Applied Philo

Two summers ago, I worked as a technician in the local computer store, Computer Service Center, in my old hometown. They paid me seven bucks an hour. I lightened their summer load, and let the regular technicians have more time off. I really had no problem with the arrangement. The technicians were friendly folk, and after the initial culture shock (a KID works here now?) we got to know one another fairly well.

During the summer, I had conversations with the owner, one Lonny Terry. Now, people's philosophies on life have always interested me. Lonny revealed a part of his, one day, when I had made a conversational faux pais with a customer. "Life is a sale," he told me, "you have to be the marketer of a product, an idea, of yourself."

He was talking about my failure to convince a customer to remain in the store by answering their question too, uh, bluntly. "When you want a job, what do you sell? Yourself. You've got to make it clear that it is in another person or institution's interests to have your help," he continued, "and there's truly no other human or polite way to treat a person." He was right. It would be quite depraved to, like a child, demand that another pay heed to my wishes without offering something in return. Children demand; adults trade. A trade not in the sense of a phony car salesman, but as an honest human being, treating another person as a human being, laying one's cards on the table and playing fair, shaking hands.

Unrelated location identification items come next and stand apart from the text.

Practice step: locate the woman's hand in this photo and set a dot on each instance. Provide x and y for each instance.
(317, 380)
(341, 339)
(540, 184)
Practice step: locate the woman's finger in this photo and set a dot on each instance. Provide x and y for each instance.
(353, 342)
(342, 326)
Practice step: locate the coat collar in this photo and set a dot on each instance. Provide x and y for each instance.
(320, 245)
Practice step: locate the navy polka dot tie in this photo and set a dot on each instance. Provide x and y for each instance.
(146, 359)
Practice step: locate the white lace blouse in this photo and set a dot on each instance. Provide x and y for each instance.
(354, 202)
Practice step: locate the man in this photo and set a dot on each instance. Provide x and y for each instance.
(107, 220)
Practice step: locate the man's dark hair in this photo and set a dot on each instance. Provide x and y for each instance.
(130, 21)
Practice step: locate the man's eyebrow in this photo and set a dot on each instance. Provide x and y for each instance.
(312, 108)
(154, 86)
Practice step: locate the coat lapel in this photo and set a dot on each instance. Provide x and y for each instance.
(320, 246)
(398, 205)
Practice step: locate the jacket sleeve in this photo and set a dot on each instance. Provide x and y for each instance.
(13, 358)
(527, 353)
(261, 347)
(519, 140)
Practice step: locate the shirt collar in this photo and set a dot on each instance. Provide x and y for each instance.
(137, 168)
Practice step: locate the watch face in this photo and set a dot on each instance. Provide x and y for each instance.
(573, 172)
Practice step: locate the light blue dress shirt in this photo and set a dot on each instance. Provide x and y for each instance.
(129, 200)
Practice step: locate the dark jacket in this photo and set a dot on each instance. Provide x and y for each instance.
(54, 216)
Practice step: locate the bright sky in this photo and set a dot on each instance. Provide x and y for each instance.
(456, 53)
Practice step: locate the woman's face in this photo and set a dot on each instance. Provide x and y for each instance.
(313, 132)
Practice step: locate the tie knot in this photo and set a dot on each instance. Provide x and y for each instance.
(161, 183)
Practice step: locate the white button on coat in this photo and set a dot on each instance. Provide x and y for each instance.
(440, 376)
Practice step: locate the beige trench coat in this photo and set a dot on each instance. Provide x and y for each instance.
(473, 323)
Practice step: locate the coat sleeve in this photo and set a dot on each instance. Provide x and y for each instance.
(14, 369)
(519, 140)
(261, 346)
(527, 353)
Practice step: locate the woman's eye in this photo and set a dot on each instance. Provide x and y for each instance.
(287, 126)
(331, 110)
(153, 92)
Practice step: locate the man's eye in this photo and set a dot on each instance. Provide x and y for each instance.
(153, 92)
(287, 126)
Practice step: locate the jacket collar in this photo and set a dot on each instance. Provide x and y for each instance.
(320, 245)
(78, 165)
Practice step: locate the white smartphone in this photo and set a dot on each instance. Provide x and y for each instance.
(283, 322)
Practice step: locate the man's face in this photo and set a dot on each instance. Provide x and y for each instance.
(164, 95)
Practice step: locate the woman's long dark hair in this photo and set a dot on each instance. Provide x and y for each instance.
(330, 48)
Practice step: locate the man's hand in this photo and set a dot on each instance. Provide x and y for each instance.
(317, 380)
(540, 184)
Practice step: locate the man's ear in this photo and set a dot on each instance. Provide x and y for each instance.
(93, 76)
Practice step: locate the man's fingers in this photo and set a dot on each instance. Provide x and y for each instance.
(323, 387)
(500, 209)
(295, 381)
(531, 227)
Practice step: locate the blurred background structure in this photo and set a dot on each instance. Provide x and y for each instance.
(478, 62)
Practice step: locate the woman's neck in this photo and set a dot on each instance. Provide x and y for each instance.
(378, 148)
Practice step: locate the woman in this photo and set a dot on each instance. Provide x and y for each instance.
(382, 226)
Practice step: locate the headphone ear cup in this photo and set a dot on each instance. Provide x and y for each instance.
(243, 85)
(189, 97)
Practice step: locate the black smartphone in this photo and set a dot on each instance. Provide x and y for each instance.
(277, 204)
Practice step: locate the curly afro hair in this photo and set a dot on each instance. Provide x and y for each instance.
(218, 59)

That summer, I learned the cool art of trade.

During the summer, I consulted the alpha tech for advice, one Brian Fleming. Now, people's philosophies on life have always intrigued me. Brian revealed a part of his, one day, when I asked for his help repairing a Packard Bell. Anyone who has worked on computers has thanked their respective deity for the implosion of the company. Packard Bells have always been notorious for their cheapness and the difficulty one must go through to repair them.

The particular model was shaped like a rhombus with the larger base sitting on the table, obscuring the motherboard. I had spent around fifteen minutes (a long time, in a computer store) trying to push a wire into the oblique end, failing. He walked over, took one look at the problem, ushered me aside, and set to work. Instead of daintily inserting his hand into the case, he gave it no such delicacy. Brian jammed his hand into the computer. He didn't worry about the grime on his hand or the pain from the casing. In under a minute, the wire was in place, and Brian turned to me, and said,

"Sometimes, you've just gotta do it."

I like that philosophy. So, one summer ago I worked as a research assistant for a Clemson University computer science professor. I just did the work, and I made it applicable to any computer science experiment. It was an experience in applied philosophy.